Jillian (Jess Weixler) has dropped out of Stanford law school, hoping to get a handle on her life but finding herself with a hangover in the window of an ice cream truck for a friend (Halley Feiffer), handing out free samples to a concoction that may or may not be ice cream.
She is in a perpetually bad mood, throwing snark out at virtually everyone who approaches and hoping to remain detached from the world, displaying angst in that way that only post-adolescent malcontents can.
She encounters a random group of people, including freeloaders who want to usurp her rather strict rules (one sample per person; they can have vanilla or chocolate but not both). Jillian is as unhappy to be there as her clientele are to receive her, and encounters with a homeless woman and bratty kids are often fun and charming, but could be moreso.

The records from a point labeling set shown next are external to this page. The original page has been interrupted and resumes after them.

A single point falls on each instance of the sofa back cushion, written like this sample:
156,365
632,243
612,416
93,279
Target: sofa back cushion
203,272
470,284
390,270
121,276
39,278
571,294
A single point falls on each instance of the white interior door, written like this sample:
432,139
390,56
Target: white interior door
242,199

Jesse Eisenberg (from "The Social Network") pops in and out as "Tex," whom Jillian meets in a bar and may have had a one-night stand with, and Tippi Hedren (yes, THAT Tippi Hedren) plays a regular client whom Jillian forms a bond with. She may have been an actress in her younger days, or she may just be crazy.
The film's high point is a sequence where an appointment-dweller living nearby who is bothered by the truck's music, citing an ordinance that only trucks in motion are allowed to play music over loudspeakers.
Weixler does a decent enough job of moving through the film, but without another character to move the film along it seems to amble along for much of its running time, and the film's conclusion doesn't grab the audience as much as it could. The writing could be a little sharper and more on point, and it would have been nice for Jillian to have something more concrete to be annoyed/angry/upset about.
"Free Samples" is passably entertaining at times, a sometimes-breezy look at post-college malaise, but could use another taste-test or two.